Probably a pretty rough afternoon I'm afraid
 
The HRRR is struggling incredibly bad this afternoon on handling the amount of instability. I mean it's off by about 1000j over portions of south Mississippi.
 
Damage from the tornado in Georgia was significantly more intense than I imagined. Looks high end EF3 with even some relatively strong contextual damage. If it goes EF4 it would only be low end of course but unless a home is well built I doubt that would occur. Quite significant though really from an unexpected tornado. And in the lower likelihood scenario it is rated EF4 it would be the first time we had two EF4s from separate events within a week since 2020!
 
It's not often in the southeast you come across significant tornado days that are characterized as extreme instability/ low shear events..

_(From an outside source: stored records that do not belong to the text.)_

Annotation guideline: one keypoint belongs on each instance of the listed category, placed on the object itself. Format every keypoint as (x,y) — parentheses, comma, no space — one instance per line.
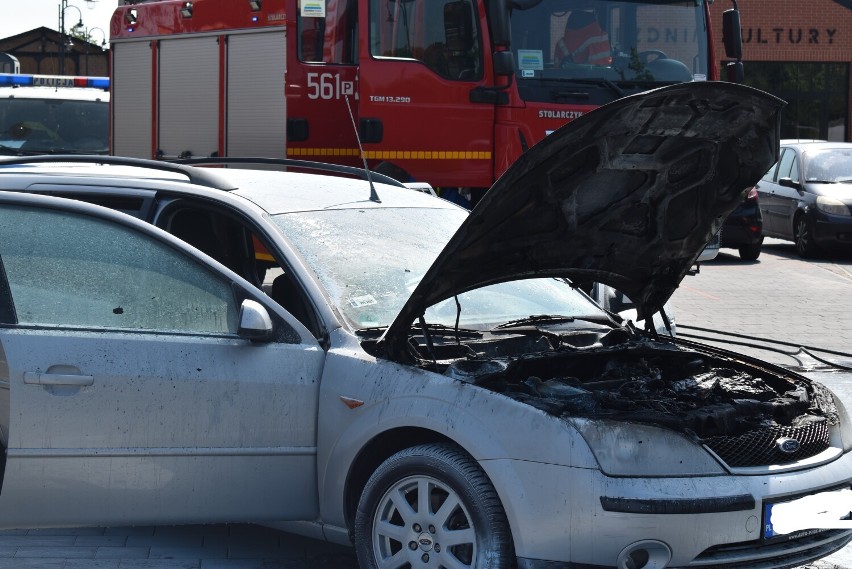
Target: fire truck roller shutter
(256,105)
(131,101)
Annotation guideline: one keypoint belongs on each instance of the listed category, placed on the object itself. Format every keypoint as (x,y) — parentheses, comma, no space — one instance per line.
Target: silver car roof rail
(292,163)
(199,176)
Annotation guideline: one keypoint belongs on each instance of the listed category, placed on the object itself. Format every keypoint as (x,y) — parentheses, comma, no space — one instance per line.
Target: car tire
(750,252)
(805,246)
(463,511)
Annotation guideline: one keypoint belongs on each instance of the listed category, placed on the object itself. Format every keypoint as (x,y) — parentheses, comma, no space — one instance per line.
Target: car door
(787,199)
(132,396)
(773,197)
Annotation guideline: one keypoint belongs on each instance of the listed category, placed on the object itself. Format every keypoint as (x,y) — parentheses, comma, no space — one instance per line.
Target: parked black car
(807,196)
(743,229)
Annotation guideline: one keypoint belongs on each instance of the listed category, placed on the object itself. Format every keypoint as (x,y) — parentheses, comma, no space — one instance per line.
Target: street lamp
(88,32)
(63,7)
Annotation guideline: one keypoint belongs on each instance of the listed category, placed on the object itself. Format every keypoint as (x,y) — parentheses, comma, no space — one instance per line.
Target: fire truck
(448,92)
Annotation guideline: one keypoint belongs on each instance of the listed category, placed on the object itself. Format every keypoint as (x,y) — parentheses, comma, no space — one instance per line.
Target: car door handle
(37,378)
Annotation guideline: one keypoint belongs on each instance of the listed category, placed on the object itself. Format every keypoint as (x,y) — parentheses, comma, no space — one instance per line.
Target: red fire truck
(448,92)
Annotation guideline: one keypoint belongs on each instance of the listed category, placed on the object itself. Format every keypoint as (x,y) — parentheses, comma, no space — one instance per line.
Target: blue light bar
(19,80)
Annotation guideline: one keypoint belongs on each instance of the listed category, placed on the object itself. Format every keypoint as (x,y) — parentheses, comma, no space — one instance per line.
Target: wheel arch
(375,452)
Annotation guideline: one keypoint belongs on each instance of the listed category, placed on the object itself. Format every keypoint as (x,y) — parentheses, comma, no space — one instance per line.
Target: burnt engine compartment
(697,393)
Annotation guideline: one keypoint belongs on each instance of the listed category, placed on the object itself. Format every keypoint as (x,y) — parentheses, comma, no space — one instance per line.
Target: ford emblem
(787,445)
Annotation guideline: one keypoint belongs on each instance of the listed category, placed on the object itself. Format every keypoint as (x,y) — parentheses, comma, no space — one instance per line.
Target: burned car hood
(627,195)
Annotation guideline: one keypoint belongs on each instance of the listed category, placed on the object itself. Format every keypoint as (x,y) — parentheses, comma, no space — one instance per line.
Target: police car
(52,114)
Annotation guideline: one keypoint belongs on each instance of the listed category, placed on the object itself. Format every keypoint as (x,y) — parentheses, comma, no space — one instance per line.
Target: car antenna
(374,196)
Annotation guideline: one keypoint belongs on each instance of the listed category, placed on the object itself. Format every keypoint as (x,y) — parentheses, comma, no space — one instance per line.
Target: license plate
(808,514)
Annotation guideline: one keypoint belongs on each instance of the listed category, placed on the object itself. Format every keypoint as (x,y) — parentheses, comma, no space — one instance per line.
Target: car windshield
(370,274)
(53,126)
(610,45)
(828,165)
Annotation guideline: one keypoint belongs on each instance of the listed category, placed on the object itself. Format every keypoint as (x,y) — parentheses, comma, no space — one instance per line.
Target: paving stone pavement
(222,546)
(780,297)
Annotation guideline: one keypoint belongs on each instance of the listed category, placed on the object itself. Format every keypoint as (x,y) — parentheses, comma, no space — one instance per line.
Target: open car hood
(627,195)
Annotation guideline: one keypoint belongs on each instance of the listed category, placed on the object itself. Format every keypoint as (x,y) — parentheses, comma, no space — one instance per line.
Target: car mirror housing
(255,323)
(789,183)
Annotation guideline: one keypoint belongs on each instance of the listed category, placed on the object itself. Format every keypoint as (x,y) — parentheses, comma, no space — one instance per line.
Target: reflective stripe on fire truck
(392,154)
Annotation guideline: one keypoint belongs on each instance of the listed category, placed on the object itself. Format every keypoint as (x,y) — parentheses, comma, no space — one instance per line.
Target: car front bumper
(577,517)
(832,230)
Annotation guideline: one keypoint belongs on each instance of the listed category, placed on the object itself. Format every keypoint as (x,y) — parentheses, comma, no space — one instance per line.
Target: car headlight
(845,424)
(832,206)
(631,449)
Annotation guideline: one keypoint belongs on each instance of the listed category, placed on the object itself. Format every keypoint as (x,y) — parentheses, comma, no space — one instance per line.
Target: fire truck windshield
(601,50)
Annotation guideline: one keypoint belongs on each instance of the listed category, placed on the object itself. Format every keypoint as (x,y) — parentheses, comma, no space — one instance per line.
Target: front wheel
(750,252)
(432,506)
(805,246)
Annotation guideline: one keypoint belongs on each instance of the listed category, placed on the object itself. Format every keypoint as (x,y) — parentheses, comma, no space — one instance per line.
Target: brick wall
(790,30)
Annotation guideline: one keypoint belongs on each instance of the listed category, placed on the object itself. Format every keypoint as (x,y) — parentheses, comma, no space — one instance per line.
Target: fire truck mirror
(734,71)
(732,34)
(504,63)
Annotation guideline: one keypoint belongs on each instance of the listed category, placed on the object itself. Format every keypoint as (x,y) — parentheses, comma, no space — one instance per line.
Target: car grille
(760,448)
(774,554)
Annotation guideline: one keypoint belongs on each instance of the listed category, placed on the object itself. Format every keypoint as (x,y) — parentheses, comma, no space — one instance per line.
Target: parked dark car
(743,229)
(807,196)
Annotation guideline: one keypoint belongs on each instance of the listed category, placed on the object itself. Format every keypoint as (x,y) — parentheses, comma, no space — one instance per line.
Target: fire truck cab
(449,92)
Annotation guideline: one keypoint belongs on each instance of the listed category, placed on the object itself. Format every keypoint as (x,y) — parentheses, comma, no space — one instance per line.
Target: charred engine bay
(652,382)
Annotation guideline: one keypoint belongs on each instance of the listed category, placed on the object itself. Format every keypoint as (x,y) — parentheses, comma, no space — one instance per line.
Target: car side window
(770,174)
(788,159)
(76,270)
(794,168)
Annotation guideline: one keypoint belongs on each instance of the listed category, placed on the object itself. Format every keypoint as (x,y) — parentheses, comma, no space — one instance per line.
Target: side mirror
(734,72)
(255,323)
(504,63)
(789,183)
(732,34)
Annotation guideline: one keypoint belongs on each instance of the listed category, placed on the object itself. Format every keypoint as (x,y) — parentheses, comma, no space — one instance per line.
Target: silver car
(375,366)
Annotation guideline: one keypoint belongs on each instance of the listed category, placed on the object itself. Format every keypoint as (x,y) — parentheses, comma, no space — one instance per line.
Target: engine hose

Doesn't require extreme amounts of shear but when you are very good streamwise and have a lot of instability.. whoo boy
 
As per GREarth the MLCape is already at 2300 to 3300 across much of the target regions of Louisiana, Mississippi and Alabama
That'll aid in violent updrafts with almost perfect streamwise shear. Reminds me of a simialr day that created a ef4 over Georgia a year or two ago. Not extreme shear but was darn good streamwise. (If my memory serves me correct that was the conditions can't remeber for sure my brain gets foggy on a lot of setups, pretty sure the synoptics were really good as well.) *CORRECTION , Looked up the data it had a lot more shear than I thought. So nvm about the analogy*
 
Slightly reminds me of 19th April 2020. Produced mainly weak tornadoes with messy supercells but ended up with a nocturnal EF4 as shear increased. Not to say same thing will happen but there are a couple of similarities to me.